Analysis-Driven Procedural Generation of an Engine Sound Dataset with Embedded Control Annotations

Computational engine sound modeling is central to the automotive audio industry, particularly for active sound design applications and virtual prototyping. Emerging data-driven engine sound synthesis methods require large volumes of standardized, clean audio recordings with precisely time-aligned operating-state annotations: data that is difficult to obtain due to high costs, specialized measurement equipment requirements, and inevitable noise contamination. We present an analysis-driven framework for generating engine audio with sample-accurate control annotations. The method extracts harmonic structures from real recordings through pitch-adaptive spectral analysis, which then drive an extended parametric harmonic-plus-noise synthesizer.
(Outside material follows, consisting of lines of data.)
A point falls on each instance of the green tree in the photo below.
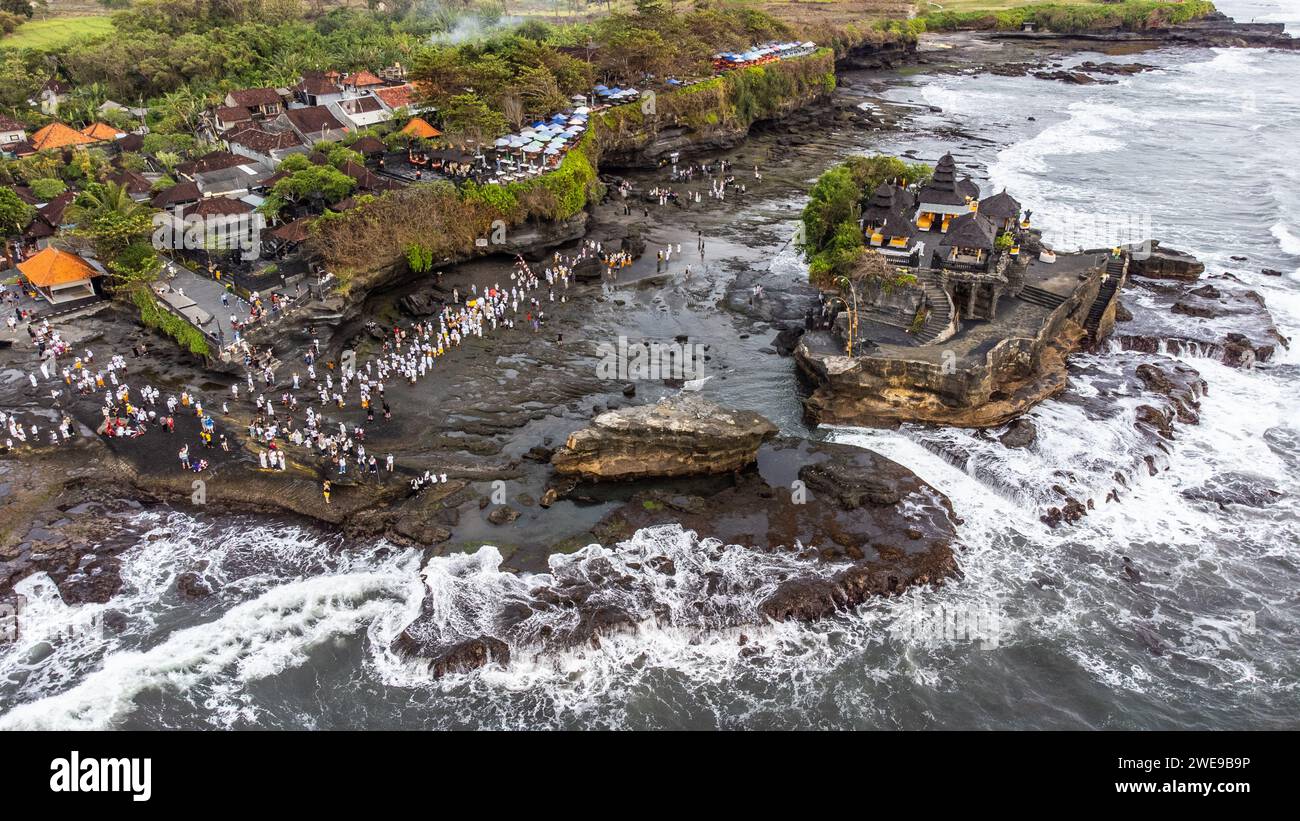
(467, 116)
(48, 189)
(14, 214)
(107, 214)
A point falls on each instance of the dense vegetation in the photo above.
(733, 100)
(441, 221)
(832, 238)
(1066, 17)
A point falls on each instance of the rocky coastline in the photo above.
(64, 505)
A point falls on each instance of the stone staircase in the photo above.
(1038, 296)
(1116, 269)
(940, 311)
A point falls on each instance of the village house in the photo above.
(52, 95)
(362, 82)
(260, 103)
(56, 135)
(315, 124)
(367, 181)
(263, 144)
(1002, 209)
(178, 195)
(11, 134)
(232, 181)
(403, 96)
(319, 88)
(137, 186)
(60, 277)
(369, 147)
(46, 222)
(103, 133)
(420, 129)
(360, 113)
(226, 117)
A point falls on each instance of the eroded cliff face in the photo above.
(919, 386)
(884, 392)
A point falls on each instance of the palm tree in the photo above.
(107, 214)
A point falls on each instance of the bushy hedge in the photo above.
(159, 317)
(376, 235)
(832, 237)
(1067, 18)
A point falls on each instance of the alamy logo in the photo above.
(653, 360)
(77, 774)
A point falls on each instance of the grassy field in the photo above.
(983, 5)
(56, 31)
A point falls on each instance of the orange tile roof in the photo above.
(421, 129)
(52, 266)
(364, 78)
(102, 131)
(57, 135)
(395, 96)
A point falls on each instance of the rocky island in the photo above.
(421, 379)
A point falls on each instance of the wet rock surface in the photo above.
(681, 435)
(1222, 318)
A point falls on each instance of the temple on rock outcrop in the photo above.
(971, 318)
(944, 196)
(887, 222)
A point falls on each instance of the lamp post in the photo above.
(845, 282)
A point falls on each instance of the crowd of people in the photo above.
(297, 416)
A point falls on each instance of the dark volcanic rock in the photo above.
(1221, 318)
(460, 657)
(193, 585)
(96, 581)
(787, 341)
(1242, 489)
(1019, 434)
(853, 482)
(1166, 264)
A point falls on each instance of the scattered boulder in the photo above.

With this framework, we augment 5-10 min of source audio per engine 15-30x via diverse control trajectories and parametric variation, producing the Procedural Engine Sounds Dataset (19.0 h, 5,935 files): a set of engine audio signals with sample-accurate RPM and torque annotations spanning a wide range of operating conditions, signal complexities, and harmonic profiles. Comparison against real recordings validates that the synthesized data preserves characteristic harmonic structures, and a baseline differentiable synthesis network trained on the dataset confirms its suitability for data-driven engine sound modeling. The dataset is released publicly to support research on engine timbre analysis, control parameter estimation, and neural generative synthesis.